| Interesting, I’ve never needed 1M, or even 250k+ context. I’m usually under 100k per request. About 80% of my code is AI-generated, with a controlled workflow using dev-chat.md and spec.md. I use Flash for code maps and auto-context, and GPT-4.5 or Opus for coding, all via API with a custom tool. Gemini Pro and Flash have had 1M context for a long time, but even though I use Flash 3 a lot, and it’s awesome, I’ve never needed more than 200k. For production coding, I use - a code map strategy on a big repo. Per file: summary, when_to_use, public_types, public_functions. This is done per file and saved until the file changes. With a concurrency of 32, I can usually code-map a huge repo in minutes. (Typically Flash, cheap, fast, and with very good results) - Then, auto context, but based on code lensing. Meaning auto context takes some globs that narrow the visibility of what the AI can see, and it uses the code map intersection to ask the AI for the proper files to put in context. (Typically Flash, cheap, relatively fast, and very good) - Then, use a bigger model, GPT 5.4 or Opus 4.6, to do the work. At this point, context is typically between 30k and 80k max. What I’ve found is that this process is surprisingly effective at getting a high-quality response in one shot. It keeps everything focused on what’s needed for the job. Higher precision on the input typically leads to higher precision on the output.
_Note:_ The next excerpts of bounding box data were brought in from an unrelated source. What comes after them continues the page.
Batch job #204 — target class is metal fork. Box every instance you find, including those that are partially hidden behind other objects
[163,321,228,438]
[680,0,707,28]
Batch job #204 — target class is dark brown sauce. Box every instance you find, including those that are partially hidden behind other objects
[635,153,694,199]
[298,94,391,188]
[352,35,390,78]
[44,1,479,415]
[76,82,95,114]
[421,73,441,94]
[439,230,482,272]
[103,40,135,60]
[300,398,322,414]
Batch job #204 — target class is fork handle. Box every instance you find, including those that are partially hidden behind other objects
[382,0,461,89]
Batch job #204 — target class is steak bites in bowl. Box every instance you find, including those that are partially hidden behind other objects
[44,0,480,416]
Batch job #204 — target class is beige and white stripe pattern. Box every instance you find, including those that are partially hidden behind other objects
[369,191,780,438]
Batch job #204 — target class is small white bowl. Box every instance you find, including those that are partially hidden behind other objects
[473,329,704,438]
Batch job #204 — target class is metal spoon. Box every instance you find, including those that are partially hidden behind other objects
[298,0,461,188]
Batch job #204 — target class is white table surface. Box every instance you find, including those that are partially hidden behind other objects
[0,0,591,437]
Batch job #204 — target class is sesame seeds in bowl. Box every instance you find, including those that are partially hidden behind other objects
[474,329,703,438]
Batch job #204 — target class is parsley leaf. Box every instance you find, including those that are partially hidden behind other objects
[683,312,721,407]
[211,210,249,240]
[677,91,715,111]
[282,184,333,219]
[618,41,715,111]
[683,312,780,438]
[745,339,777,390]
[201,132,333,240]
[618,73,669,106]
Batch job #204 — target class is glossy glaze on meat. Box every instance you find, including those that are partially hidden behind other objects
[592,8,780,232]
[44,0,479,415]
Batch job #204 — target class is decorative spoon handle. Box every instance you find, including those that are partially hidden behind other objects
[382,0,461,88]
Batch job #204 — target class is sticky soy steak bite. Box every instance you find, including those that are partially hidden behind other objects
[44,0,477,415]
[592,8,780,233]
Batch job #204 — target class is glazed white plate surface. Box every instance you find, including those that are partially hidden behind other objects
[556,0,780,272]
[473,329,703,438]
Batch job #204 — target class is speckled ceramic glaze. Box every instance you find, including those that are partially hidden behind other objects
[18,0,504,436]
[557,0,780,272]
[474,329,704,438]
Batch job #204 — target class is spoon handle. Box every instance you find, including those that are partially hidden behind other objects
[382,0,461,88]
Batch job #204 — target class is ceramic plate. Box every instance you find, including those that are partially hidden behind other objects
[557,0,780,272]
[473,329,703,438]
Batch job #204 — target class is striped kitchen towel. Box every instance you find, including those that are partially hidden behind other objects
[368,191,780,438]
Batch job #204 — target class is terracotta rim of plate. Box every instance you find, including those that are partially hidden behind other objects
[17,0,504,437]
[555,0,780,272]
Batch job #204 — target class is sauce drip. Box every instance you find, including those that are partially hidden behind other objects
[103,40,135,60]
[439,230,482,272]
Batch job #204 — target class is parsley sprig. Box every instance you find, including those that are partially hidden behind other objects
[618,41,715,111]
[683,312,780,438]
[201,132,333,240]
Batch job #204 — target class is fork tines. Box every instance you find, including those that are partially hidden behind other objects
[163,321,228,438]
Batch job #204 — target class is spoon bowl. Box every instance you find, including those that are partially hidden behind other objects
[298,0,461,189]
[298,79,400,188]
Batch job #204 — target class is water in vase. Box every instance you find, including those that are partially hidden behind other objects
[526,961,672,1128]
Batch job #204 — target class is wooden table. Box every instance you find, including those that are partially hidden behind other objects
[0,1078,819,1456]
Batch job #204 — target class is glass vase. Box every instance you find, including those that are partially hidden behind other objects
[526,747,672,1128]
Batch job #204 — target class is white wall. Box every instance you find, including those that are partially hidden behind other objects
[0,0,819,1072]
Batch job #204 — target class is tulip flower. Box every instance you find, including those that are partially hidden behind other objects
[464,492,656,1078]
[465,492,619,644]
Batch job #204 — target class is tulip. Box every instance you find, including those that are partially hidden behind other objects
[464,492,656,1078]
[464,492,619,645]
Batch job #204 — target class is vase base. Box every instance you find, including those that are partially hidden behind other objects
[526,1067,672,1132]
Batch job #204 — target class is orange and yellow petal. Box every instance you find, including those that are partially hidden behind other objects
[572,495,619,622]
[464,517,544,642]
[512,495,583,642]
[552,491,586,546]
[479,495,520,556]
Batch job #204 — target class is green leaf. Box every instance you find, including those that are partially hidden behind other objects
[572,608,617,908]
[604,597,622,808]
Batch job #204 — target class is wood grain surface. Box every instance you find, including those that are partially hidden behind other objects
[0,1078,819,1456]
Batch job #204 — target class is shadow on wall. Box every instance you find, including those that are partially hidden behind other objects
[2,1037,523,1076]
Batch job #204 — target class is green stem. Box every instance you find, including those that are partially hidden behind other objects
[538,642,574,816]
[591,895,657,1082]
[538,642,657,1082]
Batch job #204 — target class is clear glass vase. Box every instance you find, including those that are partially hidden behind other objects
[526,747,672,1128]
That’s still true with AI. For context, 75% of my code is Rust, and the other 25% is TS/CSS for web UI. Anyway, it’s always interesting to learn about different approaches. I’d love to understand the use case where 1M context is really useful. |
You have to make sure the semantic summary takes up significantly less tokens than just reading the code or its just a waste of token/time.
Then have a skill that uses git version logs to perform lazy summary cache when needed.